As I think is pretty evident, I've been deeply influenced by James Burke -- I remember watching his documentary series Connections and The Day the Universe Changed a long time ago, and I have since read his various books. I've also been delighted more recently to discover Stevyn Colgan and his very entertaining books Joined-Up Thinking and Constable Colgan's Connect-O-Scope, which also take a connective view of the world. In the video I mention Sebastian Seung's TEDTalk "I Am My Connectome", which is definitely worth a watch, and if you want to go further you can read his excellent book on this topic called Connectome. So the line of thinking that kicked this whole project off was putting together this connective principle on both the macro scale of history and culture and the micro scale of cognition, along with this linguistic idea of frame semantics which sees the meaning of words deriving not just from the words themselves but the way they interact with each other. By the way, the examples I used to describe frame sematics in the video are the standard textbook examples that I think many linguists use.

As for the interdisciplinarity stuff, well my graduate work was in a medieval studies department, which is an interdisciplinary programme that brings researchers together from many different fields (history, literature, religious studies, linguistics, music, art history, etc.) who all have an interest in the middle ages. So I'm very committed to the idea of crossing disciplinary boundaries, even if it means sometimes wandering away from your comfort zone and exploring someone else's turf. And that's kind of what I've done in this and my other videos to come. I'm bringing my background in historical linguistics and literature (primarily in medieval England) to a variety of other topics and places and times.

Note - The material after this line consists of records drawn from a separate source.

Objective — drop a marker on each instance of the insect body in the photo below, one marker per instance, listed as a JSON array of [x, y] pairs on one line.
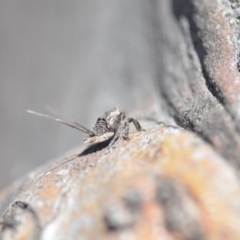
[[112, 125]]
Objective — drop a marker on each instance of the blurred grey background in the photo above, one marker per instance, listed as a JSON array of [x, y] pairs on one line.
[[80, 57]]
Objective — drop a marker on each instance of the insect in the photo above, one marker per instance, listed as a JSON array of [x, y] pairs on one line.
[[112, 125]]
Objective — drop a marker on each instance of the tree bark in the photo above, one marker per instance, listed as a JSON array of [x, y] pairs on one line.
[[167, 182]]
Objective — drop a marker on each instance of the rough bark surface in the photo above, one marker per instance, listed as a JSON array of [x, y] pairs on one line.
[[165, 183], [162, 184]]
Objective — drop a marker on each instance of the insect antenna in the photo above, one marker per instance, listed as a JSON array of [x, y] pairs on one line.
[[78, 126]]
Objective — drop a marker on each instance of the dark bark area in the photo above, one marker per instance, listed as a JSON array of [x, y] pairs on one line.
[[198, 69], [179, 59]]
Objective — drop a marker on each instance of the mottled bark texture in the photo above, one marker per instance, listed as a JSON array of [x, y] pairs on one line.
[[166, 183]]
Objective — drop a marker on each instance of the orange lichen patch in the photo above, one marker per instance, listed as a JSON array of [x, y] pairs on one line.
[[163, 184]]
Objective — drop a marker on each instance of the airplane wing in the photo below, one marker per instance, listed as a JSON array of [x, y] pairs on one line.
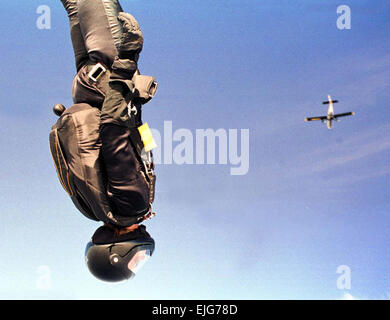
[[344, 114], [315, 118]]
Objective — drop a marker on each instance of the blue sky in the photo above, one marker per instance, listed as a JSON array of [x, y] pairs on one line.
[[313, 199]]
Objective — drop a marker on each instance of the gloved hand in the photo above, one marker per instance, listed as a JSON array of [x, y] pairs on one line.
[[132, 39]]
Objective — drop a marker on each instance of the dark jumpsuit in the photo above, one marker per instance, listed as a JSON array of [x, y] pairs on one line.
[[96, 33]]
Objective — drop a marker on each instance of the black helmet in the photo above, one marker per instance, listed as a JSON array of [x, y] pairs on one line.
[[118, 261]]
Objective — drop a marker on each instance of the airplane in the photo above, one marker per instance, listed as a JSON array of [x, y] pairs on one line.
[[331, 116]]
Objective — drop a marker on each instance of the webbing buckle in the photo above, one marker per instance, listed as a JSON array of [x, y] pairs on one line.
[[97, 71]]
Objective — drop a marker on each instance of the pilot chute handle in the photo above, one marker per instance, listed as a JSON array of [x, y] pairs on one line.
[[59, 109]]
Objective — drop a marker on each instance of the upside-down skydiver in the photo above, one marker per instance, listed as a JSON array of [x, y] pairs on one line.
[[99, 145]]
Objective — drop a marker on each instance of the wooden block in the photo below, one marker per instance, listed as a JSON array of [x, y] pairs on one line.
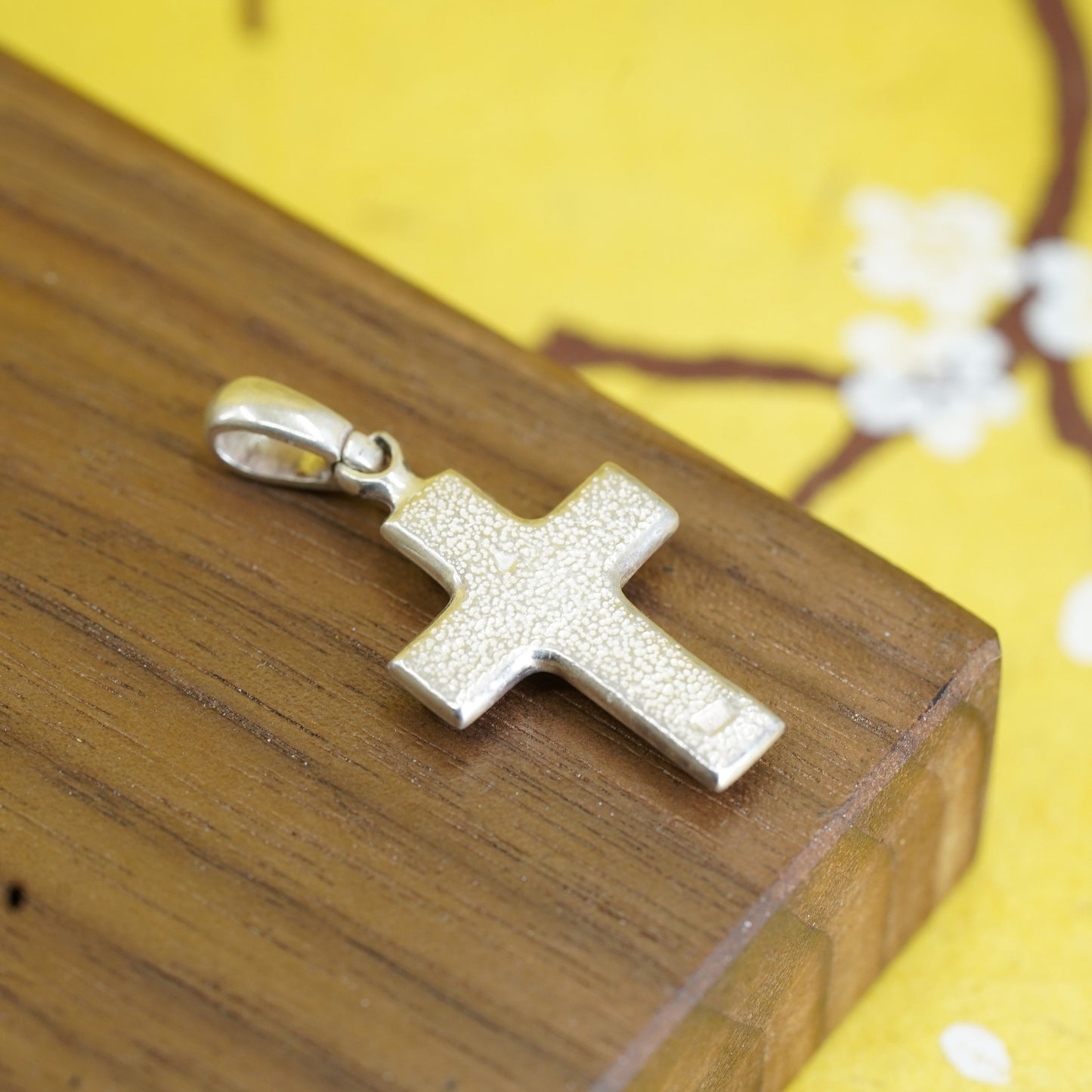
[[237, 855]]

One last note for the curious and technically minded. As I indicate in the video, the core of the visual presentation I'll be using is based on the idea of the concept map, with a web of interconnected nodes to demonstrate the way words, concepts, and history are interconnected. I've played around with a number of different concept mapping and mind mapping softwares, but settled on TheBrain to keep track of all my research. TheBrain is an excellent research tool and I highly recommend it. The heart of The Endless Knot itself is a database of interconnected etymological and historical information I've been building using TheBrain software -- a sort of etymological dictionary grafted onto an encyclopedia. To visually represent this in the videos I use Inkscape to create concept-map-style collages of public domain and creative commons images to illustrate what I'm talking about. As you'll see in future videos, these collages can get quite visually elaborate. And to animate them for the videos I use the Sozi extension for Inkscape. Oh and the font I use is Daniel Midgley's Du Bellay, particularly appropriate since Daniel is a linguist and co-host of the excellent Talk the Talk radio show and podcast.